A variety of standard LaTeX accents and letter-like commands are set up for correct case changing with no user intervention required.

\exp_args:Ne \tl_show:n
  {
    \text_uppercase:n { \aa{}ngstr\"{o}m  ~ caf\'{e} }
  }

Case changing exceptions

There are places that case changing should not apply, most obviously to math mode material. There are a set of exceptions built-in to the case changer, and that list can be extended: it’s easy to add the equivalent of \NoCaseChange from the textcase package.

\tl_put_right:Nn \l_text_case_exclude_arg_tl
  { \NoCaseChange }
\exp_args:Ne \tl_show:n
  {
    \text_uppercase:n { Hello ~ $y = max + c$ } ~
    \text_lowercase:n { \NoCaseChange { iPhone } ~ iPhone }
  }

Titlecasing

Commonly, people think about uppercasing the first character of some text then lowercasing the rest, for example to use it at the start of a sentence.
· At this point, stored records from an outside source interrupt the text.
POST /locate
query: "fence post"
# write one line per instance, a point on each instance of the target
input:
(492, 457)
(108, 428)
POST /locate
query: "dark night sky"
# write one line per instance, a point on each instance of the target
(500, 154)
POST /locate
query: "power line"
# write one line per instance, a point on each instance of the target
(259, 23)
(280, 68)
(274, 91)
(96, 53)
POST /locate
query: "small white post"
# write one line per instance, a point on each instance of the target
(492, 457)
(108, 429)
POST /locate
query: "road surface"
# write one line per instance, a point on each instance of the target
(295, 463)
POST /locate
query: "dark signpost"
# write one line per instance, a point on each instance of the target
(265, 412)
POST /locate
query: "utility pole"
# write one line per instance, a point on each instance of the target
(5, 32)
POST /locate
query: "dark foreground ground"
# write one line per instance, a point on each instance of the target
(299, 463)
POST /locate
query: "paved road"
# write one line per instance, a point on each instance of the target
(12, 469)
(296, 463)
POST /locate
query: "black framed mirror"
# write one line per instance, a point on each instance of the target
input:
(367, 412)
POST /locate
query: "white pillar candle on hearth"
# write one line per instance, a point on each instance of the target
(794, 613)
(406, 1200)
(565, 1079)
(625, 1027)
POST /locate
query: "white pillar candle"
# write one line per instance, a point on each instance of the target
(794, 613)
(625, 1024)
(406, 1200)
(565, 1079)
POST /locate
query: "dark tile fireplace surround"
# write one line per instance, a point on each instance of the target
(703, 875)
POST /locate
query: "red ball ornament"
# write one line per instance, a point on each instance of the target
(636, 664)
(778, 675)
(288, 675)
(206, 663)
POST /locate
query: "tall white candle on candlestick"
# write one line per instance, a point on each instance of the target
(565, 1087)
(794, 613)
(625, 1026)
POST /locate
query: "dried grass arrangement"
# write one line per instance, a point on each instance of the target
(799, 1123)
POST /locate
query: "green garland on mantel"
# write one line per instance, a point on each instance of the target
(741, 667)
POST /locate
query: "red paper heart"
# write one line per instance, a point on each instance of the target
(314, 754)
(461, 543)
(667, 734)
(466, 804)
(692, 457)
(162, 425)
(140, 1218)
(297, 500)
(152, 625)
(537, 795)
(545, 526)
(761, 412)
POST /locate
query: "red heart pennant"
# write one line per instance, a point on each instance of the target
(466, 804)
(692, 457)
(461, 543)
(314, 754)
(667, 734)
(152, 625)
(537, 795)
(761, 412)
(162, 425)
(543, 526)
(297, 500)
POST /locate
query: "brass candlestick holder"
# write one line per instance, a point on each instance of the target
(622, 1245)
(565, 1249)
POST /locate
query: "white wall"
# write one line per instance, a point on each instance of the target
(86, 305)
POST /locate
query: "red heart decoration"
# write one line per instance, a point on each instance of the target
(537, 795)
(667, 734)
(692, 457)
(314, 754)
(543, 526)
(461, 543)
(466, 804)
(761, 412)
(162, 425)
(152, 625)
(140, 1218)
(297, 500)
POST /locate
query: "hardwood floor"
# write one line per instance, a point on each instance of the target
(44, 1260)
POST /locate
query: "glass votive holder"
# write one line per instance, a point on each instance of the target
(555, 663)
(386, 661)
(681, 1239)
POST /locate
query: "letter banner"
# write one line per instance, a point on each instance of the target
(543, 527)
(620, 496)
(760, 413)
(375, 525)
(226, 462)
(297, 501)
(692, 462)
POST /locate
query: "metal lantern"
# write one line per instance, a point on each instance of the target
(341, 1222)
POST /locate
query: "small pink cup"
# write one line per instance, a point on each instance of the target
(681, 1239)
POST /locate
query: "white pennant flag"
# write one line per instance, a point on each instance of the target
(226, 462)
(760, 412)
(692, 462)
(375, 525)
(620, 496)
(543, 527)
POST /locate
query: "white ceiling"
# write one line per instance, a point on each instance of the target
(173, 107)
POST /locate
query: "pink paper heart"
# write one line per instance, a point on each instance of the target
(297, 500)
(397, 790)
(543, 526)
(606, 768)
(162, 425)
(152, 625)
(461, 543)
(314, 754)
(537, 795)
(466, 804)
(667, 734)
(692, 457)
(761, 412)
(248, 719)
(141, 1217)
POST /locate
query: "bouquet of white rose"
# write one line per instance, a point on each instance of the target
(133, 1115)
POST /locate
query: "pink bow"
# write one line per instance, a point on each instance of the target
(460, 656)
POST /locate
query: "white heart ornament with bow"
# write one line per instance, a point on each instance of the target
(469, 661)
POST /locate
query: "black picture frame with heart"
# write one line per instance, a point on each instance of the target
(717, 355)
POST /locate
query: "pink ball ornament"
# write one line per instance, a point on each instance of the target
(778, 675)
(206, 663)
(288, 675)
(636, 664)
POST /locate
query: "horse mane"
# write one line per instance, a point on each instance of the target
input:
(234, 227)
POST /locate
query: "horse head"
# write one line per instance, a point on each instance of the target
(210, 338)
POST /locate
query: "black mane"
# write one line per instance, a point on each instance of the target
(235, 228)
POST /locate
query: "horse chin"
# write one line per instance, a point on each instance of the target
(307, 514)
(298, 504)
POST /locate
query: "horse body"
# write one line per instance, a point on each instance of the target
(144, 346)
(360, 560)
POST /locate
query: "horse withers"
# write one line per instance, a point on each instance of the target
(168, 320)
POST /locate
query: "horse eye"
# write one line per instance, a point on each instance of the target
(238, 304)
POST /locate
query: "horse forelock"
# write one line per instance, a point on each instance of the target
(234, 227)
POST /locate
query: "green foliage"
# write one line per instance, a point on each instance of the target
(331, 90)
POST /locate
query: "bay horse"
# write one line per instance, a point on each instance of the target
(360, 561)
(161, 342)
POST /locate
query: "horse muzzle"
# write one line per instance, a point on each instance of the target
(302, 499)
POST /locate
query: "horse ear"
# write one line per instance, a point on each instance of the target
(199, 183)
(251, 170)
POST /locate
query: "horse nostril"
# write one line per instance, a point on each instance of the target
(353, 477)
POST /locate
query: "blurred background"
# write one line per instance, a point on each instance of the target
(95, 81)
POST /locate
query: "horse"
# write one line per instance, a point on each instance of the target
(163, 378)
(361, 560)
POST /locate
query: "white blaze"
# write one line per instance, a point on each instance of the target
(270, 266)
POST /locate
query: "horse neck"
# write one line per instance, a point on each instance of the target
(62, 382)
Unicode describe this operation as titlecasing, as there are some situations where the ‘first character’ is handled in a non-standard way. Perhaps the best example is IJ in Dutch: it’s treated as a single ‘letter’, so both letters have to be uppercase at the start of a sentence. (We’ll come to language-dependence in a second.)

Depending on the exact nature of the input, we might want to titlecase the first ‘character’ then lowercase everything else, or we might want just to titlecase the first ‘character’ and leave everything else unchanged. These are called \text_titlecase:n and \text_titlecase_first:n, respectively.

\exp_args:Ne \tl_show:n
  {
    \text_titlecase:n { some~text } ~
    \text_titlecase:n { SOME~TEXT } ~
    \text_titlecase_first:n { some~text } ~
    \text_titlecase_first:n { SOME~TEXT }
  }

As we are not simply grabbing the first token of the input, non-letters are ignored and the first real text is case-changed.

\exp_args:Ne \tl_show:n
  {
    \text_titlecase:n { 'some~text' }
  }

Language-dependent functions

One important context for case changing text is the language the text is written in: there are special considerations for Dutch, Lithuanian, Turkic languages and Greek. That’s all handled by using versions of the case-changing functions that take a second argument: a BCP 47 string which can determine the path taken.

\exp_args:Ne \tl_show:n
  {
    \text_uppercase:n { Ragıp~Hulûsi~Özdem } ~
    \text_uppercase:nn { tr } { Ragıp~Hulûsi~Özdem }
  }
\exp_args:Ne \tl_show:n
  {
    \text_uppercase:n { ὈΔΥΣΣΕΎΣ} ~
    \text_uppercase:nn { el } { ὈΔΥΣΣΕΎΣ }
  }

Over time, mechanisms to link this behaviour to babel will be developed.

Conclusions

Case-changing functions in expl3 are now mature and stable, and ready for wider use. It’s likely that they will be made available as document-level commands in the medium term, but programmers can use them now to make handling this important aspect of text manipulation easier.